Où Erdoğan mène-t-il la Turquie ?
Au lendemain des élections anticipées en Turquie, l'Europe se demande quelle sera l'action du président Recep Tayyip Erdoğan, maintenant que son parti a retrouvé la majorité absolue au Parlement. Certains éditorialistes rappellent qu'il exploitera pleinement sa position clé sur la question des réfugiés. D'autres espèrent qu'il modèrera sa politique et permettra à l'économie du pays de reprendre son envol.

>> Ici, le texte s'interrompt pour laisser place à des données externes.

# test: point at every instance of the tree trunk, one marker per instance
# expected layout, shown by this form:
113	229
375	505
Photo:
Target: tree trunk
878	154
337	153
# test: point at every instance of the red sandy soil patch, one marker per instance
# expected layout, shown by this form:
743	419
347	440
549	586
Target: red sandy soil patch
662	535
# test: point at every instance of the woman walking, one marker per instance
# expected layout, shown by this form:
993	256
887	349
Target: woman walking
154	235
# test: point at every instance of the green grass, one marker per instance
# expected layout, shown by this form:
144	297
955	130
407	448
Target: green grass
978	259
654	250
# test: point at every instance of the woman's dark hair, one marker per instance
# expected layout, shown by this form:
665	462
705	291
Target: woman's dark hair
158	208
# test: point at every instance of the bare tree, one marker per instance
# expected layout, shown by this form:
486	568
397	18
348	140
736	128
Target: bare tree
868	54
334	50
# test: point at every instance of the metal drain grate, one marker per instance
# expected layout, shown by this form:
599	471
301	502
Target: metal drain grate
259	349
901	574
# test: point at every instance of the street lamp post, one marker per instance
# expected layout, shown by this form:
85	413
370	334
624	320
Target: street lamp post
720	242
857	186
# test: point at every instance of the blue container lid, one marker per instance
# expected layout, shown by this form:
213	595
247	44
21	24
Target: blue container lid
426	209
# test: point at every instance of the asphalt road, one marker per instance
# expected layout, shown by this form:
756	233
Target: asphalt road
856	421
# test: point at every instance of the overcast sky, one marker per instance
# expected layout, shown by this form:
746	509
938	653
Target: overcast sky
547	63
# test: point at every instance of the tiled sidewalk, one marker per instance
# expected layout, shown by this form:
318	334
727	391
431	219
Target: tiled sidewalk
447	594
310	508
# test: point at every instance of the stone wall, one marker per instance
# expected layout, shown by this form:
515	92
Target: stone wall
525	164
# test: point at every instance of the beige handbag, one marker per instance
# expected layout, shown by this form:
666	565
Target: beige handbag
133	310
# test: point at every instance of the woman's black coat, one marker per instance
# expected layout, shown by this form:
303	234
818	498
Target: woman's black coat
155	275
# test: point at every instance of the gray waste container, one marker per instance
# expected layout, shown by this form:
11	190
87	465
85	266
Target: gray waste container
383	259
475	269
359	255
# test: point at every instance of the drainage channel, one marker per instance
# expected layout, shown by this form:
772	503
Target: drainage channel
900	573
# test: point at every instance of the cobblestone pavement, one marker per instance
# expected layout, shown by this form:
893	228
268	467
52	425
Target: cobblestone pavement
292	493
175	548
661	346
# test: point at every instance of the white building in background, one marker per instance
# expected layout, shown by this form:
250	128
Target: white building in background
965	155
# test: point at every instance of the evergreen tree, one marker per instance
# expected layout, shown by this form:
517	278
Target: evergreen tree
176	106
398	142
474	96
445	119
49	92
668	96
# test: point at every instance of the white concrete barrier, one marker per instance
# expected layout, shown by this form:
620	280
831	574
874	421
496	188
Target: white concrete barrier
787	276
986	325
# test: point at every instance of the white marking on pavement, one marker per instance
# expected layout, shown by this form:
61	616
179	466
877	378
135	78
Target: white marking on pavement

Une dangereuse concentration des pouvoirs
La réussite électorale de l'AKP stimule le président Recep Tayyip Erdoğan dans ses aspirations hégémoniques, écrit le quotidien libéral Dagens Nyheter : "La liberté de presse et d'opinion a déjà été menée à mal et l'étau menace de se resserrer encore plus sur ce qu'il reste des médias. L'AKP ne va pas relâcher son contrôle des tribunaux et de la police. Les enquêtes ouvertes sur le grand scandale de corruption dans des cercles proches du gouvernement peuvent probablement être considérées comme des dossiers clos. Il n'y a plus de contrepoids au pouvoir d'Erdoğan. Concernant la question kurde, la stratégie électorale du président semble avoir opéré, mais au prix fort. Le PKK, mais aussi de vastes pans de la population kurde, auront du mal à faire confiance au gouvernement, bien que celui-ci ait émis des signaux pacifiques après son élection. … Erdoğan a consolidé son pouvoir mais il a divisé le pays. La stabilité promise restera une utopie et le risque de chaos s'en trouve redoublé."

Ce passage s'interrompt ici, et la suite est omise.